Data-intensive Computing

CSE4/587 Spring 2021

"Hmm..What will I learn in this course?"

Introduction

Welcome to Spring 2021 and Data-intensive Computing course. This course covers topics that are relevant to the emerging area of Data Science and Data-intensive Computing. Data Science deals with data acquisition, cleaning, exploratory data analysis, statistical modeling, algorithmic data processing, knowledge extraction, prediction and prescriptive analytics. Data-intensive computing deals with computing aspects such as the infrastructure, big-data architectures, data structures and algorithms that enable the Data Science. We will cover both aspects in this course.

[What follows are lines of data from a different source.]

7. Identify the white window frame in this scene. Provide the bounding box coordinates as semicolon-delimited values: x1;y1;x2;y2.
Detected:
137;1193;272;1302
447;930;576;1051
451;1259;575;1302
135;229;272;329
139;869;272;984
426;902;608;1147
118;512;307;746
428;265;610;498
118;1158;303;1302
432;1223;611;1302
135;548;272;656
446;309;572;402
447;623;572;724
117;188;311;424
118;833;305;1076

There are three recommended texts: All are available for free online.
  1. Data Sceince: Python Data Science Handbook. J. VanderPlas, O'reilly. ISBN: 9781491912058, November 2016.
  2. Big data analytics: Data-Intensive Text Processing with MapReduce. J. Lin and C. Dyer, Morgan & Claypool Publishers (October 10, 2010), ASIN : B0094J3FXM.
  3. Hadoop and Spark infrastructure: Hadoop 2 Quick-Start Guide: Learn the Essentials of Big Data Computing in the Apache Hadoop 2 Ecosystem. D. Eadline, Addison Wesley Professional, ASIN : B017A8UACW, 2015.

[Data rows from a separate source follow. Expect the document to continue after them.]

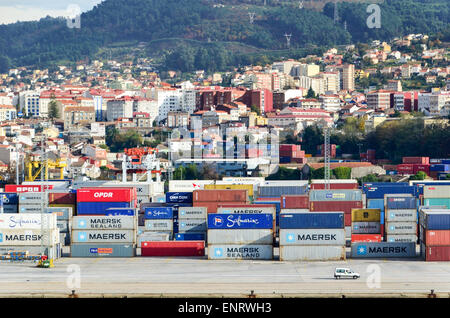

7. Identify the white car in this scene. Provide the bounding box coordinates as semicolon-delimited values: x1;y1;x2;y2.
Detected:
334;268;360;279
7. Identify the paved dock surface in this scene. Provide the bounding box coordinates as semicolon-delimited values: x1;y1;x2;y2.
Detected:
0;257;450;298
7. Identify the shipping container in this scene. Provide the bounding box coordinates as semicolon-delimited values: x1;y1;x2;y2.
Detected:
280;246;346;261
175;233;206;241
385;222;417;234
280;229;346;246
194;190;248;202
420;244;450;262
0;213;56;230
309;190;362;202
352;221;381;234
72;216;137;230
351;234;383;243
71;230;136;244
208;244;273;260
145;219;173;231
208;214;274;229
178;218;207;233
77;202;132;215
141;241;205;257
70;244;136;258
207;229;273;245
144;207;173;219
385;209;417;222
352;209;381;222
280;195;309;209
178;207;208;220
280;212;344;229
166;192;192;203
77;188;136;203
385;196;417;210
386;234;417;243
351;242;416;258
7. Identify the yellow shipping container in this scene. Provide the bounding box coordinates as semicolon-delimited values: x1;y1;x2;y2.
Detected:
203;184;253;197
352;209;381;222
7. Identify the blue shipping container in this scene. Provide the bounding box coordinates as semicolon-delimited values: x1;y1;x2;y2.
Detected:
280;212;344;229
166;192;192;203
364;186;414;199
386;197;417;210
144;207;173;219
77;202;130;215
208;213;273;229
175;233;206;241
0;192;19;205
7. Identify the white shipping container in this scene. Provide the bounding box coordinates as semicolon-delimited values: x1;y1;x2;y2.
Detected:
0;213;56;230
280;246;346;261
385;222;417;234
71;230;136;243
72;215;137;230
0;229;59;246
280;229;345;246
208;244;273;260
207;229;273;245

We will be using many other references, online sources and textbooks throughout the semester. The details will be provided in the References tab.

Tentative Curriculum

A broad overview of the topics to be covered is given below.

Introduction to Data.
Data Aqusition and cleaning.
Exploratory Data Analysis (EDA) using Python.
Data Visualization.
Statistical modeling.
Algorithms for big-data processing.
Data bases for small-data and big-data.
Infrastructures for big-data (Hadoop eco-system).
High speed, scalable big-data prcessing (Spark eco-system).
Computing on the cloud: Amamzon AWS, and Google cloud.
Research issues in Data-intensive computing.

All concepts discussed during the lectures will be reinforced by you designing and building three data products for demonstrating (i) data analytic pipeline in Python, (ii) big data analystics on Hadoop infrastructure, and (iii) streaming data processing using Spark.